A more rigorous description of Efron’s non-parametric bootstrap in a simple setting is as follows. Suppose that (X_{1},\ldots,X_{n}) is a random sample of size n drawn from a population whose underlying probability space is (\Omega,\mathscr{S},\mathsf{P}) , i.e., the X_{i} ’s are independent and identically-distributed random variables on (\Omega,\mathscr{S},\mathsf{P}) . Let F denote the common cumulative distribution function (cdf) of the X_{i} ’s, which we assume to be unknown. Let \Theta be some pre-specified (non-linear) functional on the space of cdf’s; the parameter that we want to estimate is \theta \stackrel{\text{df}}{=} \Theta(F) . Let T: \mathbf{R}^{n} \to \mathbf{R} be a statistical estimator for \theta based on (X_{1},\ldots,X_{n}) (cf. also statistical estimation), and let T_{n} \stackrel{\text{df}}{=} T(X_{1},\ldots,X_{n}) . The object of interest is then the cdf G_{n} of the random variable \sqrt{n} (T_{n} - \theta) on (\Omega,\mathscr{S},\mathsf{P}) defined by \forall x \in \mathbf{R}: \qquad {G_{n}}(x) \stackrel{\text{df}}{=} \mathsf{P}(\{ \omega \in \Omega \mid \sqrt{n} [{T_{n}}(\omega) - \theta] \leq x \}). This is the cdf of T_{n} properly normalized. The scaling factor \sqrt{n} is a classical one, while the centering of T_{n} is by the parameter \theta .
Efron’s non-parametric bootstrap estimator of G_{n} , which we denote by G_{n}^{\ast} , is now defined by \forall x \in \mathbf{R}, ~ \forall \omega \in \Omega: \qquad {G_{n}^{\ast}}(x;\omega) \stackrel{\text{df}}{=} [{\mathsf{P}_{n}^{\ast}}(\omega)](\{ \mathbf{a} \in \{ {X_{1}}(\omega),\ldots,{X_{n}}(\omega) \}^{n} \mid \sqrt{n} [[{T_{n}^{\ast}}(\omega)](\mathbf{a}) - {\theta_{n}}(\omega)] \leq x \}).

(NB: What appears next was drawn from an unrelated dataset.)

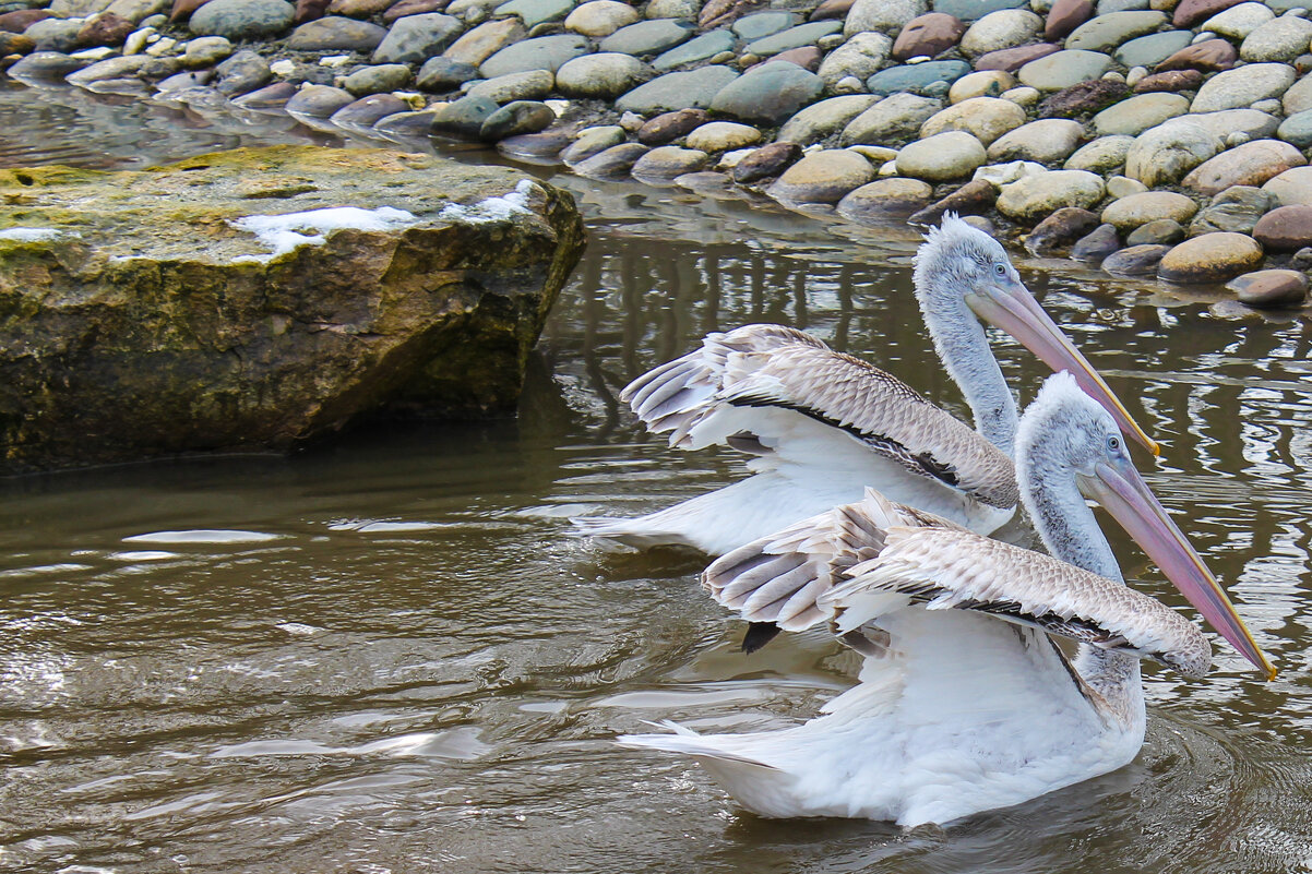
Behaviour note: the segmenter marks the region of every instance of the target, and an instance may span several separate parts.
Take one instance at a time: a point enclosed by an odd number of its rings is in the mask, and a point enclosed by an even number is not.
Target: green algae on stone
[[[512,408],[576,262],[522,173],[276,147],[0,171],[0,470],[287,450],[354,420]],[[409,214],[277,248],[240,219]],[[401,213],[404,210],[404,213]]]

Here, {T_{n}^{\ast}}(\omega) \stackrel{\text{df}}{=} T({X_{1}^{\ast}}(\omega),\ldots,{X_{n}^{\ast}}(\omega)) , where we have the following:
- ({X_{1}^{\ast}}(\omega),\ldots,{X_{n}^{\ast}}(\omega)) is a random sample (the bootstrap sample) drawn from the set \{ {X_{1}}(\omega),\ldots,{X_{n}}(\omega) \}^{n} .

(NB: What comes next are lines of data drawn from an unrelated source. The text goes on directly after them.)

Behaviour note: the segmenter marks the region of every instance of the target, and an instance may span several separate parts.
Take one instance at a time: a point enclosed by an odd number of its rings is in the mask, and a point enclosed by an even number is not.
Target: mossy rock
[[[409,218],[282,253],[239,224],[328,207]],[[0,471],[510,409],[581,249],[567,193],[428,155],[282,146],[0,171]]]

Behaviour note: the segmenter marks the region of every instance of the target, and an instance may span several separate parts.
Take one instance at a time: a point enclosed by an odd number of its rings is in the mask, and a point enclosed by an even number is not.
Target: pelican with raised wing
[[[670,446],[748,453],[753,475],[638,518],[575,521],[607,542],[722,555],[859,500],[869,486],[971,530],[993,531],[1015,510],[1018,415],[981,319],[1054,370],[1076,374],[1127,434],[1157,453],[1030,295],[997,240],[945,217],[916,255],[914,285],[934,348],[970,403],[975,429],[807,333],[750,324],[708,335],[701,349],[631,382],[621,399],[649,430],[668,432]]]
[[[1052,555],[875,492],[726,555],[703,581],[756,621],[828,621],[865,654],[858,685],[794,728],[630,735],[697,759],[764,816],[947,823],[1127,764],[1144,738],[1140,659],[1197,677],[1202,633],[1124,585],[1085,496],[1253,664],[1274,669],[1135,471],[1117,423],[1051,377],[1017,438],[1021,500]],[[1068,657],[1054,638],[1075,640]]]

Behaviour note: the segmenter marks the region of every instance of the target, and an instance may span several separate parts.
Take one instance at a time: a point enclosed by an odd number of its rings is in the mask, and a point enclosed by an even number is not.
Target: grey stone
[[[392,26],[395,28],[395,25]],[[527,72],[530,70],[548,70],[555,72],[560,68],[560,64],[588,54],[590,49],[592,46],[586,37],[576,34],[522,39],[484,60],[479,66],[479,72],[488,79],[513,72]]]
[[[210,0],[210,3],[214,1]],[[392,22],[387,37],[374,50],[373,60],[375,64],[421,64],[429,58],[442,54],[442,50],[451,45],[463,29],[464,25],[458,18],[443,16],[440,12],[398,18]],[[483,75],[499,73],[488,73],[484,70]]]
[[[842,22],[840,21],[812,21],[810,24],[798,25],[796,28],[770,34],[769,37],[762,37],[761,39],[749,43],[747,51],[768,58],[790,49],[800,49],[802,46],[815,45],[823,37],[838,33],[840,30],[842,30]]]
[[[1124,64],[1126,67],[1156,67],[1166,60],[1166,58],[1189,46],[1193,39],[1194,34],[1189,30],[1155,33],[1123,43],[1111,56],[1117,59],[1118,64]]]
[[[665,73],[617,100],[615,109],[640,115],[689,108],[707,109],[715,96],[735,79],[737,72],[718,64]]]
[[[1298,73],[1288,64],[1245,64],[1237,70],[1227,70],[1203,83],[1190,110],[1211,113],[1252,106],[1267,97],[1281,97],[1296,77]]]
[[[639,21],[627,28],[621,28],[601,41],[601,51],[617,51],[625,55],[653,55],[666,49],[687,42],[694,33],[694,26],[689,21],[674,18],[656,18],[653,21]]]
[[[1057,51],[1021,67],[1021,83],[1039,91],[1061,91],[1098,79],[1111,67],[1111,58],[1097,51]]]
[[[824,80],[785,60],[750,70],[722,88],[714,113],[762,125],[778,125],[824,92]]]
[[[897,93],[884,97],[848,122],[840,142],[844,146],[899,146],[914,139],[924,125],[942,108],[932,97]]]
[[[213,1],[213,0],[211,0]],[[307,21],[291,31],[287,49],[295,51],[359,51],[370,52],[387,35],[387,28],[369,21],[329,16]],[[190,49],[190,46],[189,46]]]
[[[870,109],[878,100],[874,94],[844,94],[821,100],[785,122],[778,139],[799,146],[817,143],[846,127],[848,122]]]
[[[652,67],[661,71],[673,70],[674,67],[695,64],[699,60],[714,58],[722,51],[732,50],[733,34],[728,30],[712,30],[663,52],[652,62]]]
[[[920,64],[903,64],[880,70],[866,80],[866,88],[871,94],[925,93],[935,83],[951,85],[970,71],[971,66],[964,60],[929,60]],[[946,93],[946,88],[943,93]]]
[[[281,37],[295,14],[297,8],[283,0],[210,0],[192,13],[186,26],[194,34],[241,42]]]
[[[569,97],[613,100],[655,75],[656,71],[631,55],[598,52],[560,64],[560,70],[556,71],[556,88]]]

- For each i \in \{ 1,\ldots,n \} , the random variable {X_{i}^{\ast}}(\omega) is defined by [{X_{i}^{\ast}}(\omega)](\mathbf{a}) \stackrel{\text{df}}{=} \mathbf{a}(i) for all \mathbf{a} \in \{ {X_{1}}(\omega),\ldots,{X_{n}}(\omega) \}^{n} .

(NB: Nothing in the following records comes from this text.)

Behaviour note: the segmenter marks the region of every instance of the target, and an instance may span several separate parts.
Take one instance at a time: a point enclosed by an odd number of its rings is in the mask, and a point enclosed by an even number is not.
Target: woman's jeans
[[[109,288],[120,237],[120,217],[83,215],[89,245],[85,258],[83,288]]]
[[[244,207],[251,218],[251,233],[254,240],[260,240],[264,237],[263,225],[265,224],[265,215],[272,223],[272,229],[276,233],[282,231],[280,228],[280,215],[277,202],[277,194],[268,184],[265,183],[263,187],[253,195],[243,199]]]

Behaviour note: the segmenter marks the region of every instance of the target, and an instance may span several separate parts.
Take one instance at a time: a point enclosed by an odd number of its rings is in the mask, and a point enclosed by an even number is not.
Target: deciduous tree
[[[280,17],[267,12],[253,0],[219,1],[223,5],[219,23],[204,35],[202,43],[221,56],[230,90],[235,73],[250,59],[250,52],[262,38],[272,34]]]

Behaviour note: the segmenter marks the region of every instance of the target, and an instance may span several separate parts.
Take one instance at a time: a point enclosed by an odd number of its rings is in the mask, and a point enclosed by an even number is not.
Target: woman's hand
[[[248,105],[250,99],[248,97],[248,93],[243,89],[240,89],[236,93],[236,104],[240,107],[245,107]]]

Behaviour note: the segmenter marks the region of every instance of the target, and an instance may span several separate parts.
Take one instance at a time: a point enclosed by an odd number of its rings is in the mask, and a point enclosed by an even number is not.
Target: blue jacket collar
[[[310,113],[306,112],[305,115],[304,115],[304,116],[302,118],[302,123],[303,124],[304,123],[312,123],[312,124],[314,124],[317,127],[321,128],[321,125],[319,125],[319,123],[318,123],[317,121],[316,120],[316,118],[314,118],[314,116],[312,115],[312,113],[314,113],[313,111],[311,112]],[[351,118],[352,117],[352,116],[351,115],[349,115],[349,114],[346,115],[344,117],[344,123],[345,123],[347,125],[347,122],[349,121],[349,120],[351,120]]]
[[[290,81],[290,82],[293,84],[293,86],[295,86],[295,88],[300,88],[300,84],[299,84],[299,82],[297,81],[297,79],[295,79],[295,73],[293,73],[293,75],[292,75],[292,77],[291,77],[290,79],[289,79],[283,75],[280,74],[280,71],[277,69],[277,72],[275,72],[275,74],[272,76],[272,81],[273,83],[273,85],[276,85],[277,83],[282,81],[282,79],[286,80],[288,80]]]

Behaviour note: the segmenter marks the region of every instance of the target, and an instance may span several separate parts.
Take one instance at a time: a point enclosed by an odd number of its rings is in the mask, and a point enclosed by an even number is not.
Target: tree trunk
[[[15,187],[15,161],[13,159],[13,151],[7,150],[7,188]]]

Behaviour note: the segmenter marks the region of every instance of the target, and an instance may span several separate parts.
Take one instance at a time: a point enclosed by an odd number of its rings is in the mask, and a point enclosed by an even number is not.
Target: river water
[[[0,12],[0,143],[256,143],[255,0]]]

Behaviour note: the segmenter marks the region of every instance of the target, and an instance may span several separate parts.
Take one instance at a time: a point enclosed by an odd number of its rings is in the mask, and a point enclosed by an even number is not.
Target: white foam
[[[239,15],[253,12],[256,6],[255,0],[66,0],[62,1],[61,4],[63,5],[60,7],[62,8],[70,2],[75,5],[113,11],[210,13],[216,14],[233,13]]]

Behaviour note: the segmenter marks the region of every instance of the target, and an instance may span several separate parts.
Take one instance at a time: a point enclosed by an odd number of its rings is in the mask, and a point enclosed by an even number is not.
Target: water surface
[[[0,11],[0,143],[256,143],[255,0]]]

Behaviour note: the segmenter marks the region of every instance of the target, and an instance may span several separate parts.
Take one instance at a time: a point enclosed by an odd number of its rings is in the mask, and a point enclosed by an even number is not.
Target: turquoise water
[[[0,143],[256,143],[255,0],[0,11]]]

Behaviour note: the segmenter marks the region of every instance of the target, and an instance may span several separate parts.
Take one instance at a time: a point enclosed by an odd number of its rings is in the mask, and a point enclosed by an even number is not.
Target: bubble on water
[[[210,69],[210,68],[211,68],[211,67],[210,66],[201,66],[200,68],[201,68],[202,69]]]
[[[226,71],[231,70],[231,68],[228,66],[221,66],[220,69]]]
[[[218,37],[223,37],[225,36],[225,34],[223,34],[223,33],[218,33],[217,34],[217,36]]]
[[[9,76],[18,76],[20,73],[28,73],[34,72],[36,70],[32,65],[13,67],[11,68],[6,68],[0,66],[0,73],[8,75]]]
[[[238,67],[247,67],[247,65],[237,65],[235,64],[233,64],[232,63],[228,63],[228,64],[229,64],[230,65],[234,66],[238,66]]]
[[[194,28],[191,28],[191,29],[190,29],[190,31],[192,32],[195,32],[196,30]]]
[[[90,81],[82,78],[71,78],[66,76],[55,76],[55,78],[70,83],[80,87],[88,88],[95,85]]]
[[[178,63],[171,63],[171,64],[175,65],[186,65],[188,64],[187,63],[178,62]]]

The cdf of the {X_{i}^{\ast}}(\omega) ’s is designated to be {\hat{F}_{n}}(\bullet;\omega) , where \hat{F}_{n} denotes the empirical cdf associated with the sample (X_{1},\ldots,X_{n}) . Note that \hat{F}_{n} (which is a random step function) puts a probability mass of \dfrac{1}{n} on X_{i} for each i \in \{ 1,\ldots,n \} , and it is sometimes referred to as the re-sampling distribution. Finally, {\mathsf{P}_{n}^{\ast}}(\omega) denotes the probability measure on \{ {X_{1}}(\omega),\ldots,{X_{n}}(\omega) \}^{n} that corresponds to {\hat{F}_{n}}(\bullet;\omega) , and {\theta_{n}}(\omega) \stackrel{\text{df}}{=} \Theta \! \left( {\hat{F}_{n}}(\bullet;\omega) \right) .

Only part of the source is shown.